First, suppose $C \le 0$, then we have $$\mathbb{P}(A \ge p \mid B \ge C) = \mathbb{P}(A \ge p) = 1- p^2.$$ If we want $\mathbb{P}(A \ge p)=p$, we must solve $1-p^2-p=0$, which yields $p = \frac{1}{2} ( \sqrt{5}-1)$. If we want $\mathbb{P}(A\ge p) \ge p$, then we have $p \le \frac{1}{2} ( \sqrt{5}-1)$.
So, if you have no information about the sum of $U_1 + U_2$, you can up to $p = \frac{1}{2}(\sqrt{5}-1)$ say that the maximum of $U_1$ and $U_2$ is at least $p$ with probability greater than or equal to $p$.
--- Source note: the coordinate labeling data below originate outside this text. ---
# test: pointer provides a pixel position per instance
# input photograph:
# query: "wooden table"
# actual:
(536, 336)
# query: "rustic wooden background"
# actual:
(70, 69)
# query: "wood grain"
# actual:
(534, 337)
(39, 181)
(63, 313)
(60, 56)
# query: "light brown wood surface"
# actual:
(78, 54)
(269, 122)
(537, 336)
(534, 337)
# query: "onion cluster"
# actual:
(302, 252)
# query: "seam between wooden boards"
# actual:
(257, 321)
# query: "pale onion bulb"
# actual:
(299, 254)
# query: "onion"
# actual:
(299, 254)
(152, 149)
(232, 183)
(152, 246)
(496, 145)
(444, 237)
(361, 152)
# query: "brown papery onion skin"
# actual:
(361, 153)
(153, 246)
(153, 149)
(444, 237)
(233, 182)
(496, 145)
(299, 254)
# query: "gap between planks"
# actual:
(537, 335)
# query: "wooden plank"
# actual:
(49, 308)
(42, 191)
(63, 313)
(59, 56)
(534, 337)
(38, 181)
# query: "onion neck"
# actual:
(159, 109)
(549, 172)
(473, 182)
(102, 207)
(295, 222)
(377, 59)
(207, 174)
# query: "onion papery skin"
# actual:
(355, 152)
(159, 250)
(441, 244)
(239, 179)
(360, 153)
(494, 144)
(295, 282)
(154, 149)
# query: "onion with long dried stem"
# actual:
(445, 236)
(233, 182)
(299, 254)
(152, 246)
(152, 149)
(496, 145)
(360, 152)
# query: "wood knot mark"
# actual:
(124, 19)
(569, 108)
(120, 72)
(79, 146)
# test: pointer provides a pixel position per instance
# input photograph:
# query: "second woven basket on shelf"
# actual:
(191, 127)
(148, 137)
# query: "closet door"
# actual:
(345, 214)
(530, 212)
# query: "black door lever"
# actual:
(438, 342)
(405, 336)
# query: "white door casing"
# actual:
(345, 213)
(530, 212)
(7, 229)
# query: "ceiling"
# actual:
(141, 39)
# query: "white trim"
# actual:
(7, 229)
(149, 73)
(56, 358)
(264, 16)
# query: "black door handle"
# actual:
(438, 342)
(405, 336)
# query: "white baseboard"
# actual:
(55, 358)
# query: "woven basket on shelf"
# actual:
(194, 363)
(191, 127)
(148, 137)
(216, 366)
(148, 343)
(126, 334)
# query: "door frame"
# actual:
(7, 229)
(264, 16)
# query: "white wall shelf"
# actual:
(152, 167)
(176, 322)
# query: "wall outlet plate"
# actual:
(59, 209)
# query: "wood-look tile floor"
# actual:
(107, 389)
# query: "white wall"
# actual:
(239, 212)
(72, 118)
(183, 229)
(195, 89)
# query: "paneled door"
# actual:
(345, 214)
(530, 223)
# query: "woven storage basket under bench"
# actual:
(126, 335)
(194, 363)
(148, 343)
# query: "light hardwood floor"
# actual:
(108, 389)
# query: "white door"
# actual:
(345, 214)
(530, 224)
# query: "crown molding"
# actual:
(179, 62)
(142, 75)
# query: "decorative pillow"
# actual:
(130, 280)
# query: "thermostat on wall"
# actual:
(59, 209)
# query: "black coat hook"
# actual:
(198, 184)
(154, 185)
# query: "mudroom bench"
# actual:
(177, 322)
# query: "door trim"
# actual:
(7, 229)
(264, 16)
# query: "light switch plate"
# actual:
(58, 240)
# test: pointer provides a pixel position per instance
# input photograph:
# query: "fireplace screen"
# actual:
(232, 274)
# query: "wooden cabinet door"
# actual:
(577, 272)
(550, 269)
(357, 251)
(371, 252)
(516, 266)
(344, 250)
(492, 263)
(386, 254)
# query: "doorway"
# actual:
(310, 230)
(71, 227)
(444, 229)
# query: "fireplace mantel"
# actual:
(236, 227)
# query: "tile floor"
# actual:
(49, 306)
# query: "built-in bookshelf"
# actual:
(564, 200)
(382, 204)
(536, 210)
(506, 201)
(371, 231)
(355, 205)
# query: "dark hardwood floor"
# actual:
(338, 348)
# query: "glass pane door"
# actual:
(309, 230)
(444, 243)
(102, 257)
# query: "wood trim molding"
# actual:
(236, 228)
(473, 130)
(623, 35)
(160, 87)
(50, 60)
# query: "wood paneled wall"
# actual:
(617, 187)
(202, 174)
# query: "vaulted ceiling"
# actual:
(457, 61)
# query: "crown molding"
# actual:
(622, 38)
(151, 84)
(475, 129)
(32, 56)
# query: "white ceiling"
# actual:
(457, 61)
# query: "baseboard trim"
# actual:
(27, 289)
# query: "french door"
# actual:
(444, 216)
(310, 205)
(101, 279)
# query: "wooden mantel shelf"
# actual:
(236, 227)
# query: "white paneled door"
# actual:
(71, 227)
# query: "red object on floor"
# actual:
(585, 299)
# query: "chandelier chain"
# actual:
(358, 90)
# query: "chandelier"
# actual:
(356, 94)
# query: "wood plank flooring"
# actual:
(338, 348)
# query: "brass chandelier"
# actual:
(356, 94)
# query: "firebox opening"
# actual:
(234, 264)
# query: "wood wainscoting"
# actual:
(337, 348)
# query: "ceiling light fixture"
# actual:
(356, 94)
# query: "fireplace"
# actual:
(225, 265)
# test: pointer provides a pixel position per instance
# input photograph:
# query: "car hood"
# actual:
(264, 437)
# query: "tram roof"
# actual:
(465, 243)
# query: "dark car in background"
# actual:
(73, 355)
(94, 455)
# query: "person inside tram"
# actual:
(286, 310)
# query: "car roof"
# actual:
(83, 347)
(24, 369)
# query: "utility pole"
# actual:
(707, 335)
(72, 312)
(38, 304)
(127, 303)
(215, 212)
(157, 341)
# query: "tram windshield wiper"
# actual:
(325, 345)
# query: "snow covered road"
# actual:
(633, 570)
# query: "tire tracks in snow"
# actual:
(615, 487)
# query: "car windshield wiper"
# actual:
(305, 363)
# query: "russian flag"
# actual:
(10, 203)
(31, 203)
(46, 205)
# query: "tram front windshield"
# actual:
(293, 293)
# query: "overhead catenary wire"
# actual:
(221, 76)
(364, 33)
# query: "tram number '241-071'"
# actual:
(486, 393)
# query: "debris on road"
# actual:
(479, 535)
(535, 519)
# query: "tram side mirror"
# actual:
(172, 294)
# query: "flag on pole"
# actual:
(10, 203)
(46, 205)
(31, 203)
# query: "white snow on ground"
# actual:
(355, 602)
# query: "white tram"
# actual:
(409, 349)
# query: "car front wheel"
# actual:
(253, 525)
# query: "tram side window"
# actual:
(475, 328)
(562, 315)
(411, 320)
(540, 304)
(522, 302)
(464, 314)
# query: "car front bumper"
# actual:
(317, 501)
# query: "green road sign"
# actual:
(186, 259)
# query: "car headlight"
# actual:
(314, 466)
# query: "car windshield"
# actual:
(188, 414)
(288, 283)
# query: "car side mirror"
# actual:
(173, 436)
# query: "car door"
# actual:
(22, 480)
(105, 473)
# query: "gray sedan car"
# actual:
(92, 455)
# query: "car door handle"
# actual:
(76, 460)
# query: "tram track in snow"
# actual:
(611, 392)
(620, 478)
Now, if we take $0 \le C < p$, we have $$\mathbb{P}(A\ge p \mid B \ge C) \ge \mathbb{P}( A \ge p ).$$ So this is only interesting when $p \ge \frac{1}{2}( \sqrt{5} -1)$. This gives $$\mathbb{P}( A \ge p \mid B \ge C ) = \frac{ 1 -p^2}{1 - \frac{1}{2}C^2} \ge p$$ Solving yields \begin{eqnarray} 1 - p^2 &\ge& p - \frac{p}{2}C^2 \\ \frac{p}{2}C^2 &\ge& p + p^2 -1 \\ C^2 &\ge& -\frac{2}{p} + 2 + 2p \end{eqnarray} Since $C \le p$, we find that this can only work for approximately $p\le 0.68889$, which is bigger than $\frac{1}{2}(\sqrt{5}-1)$.
So, knowing that the sum greater than a constant, but not knowing if the sum is bigger than $p$, you can say that the maximum of $U_1$ and $U_2$ is at least $p$ with probability at least $p$.
So now the case $C \ge p$ remains, which has to be split into $1 \ge C \ge p$ and $2p \ge C \ge 1$, as $\mathbb{P}(B \ge C) = 2 - 2C + \frac{1}{2} C^2$ for $C \ge 1$, and when $C \ge 2p$, we have $\mathbb{P}(A \ge p \mid B \ge C) = 1$.
For $1 \ge C \ge p$, we find $C^2(1- \frac{1}{2}p) - 2pC -1+p +2p^2 \le 0$, plotting this numerical, we find that this holds for all $p \le 0.75$ approximately. ($x=C$ and $y=p$).
So the final case is $1 \ge C\ge 2p$, which a numerical approach yields that this doesn't hold.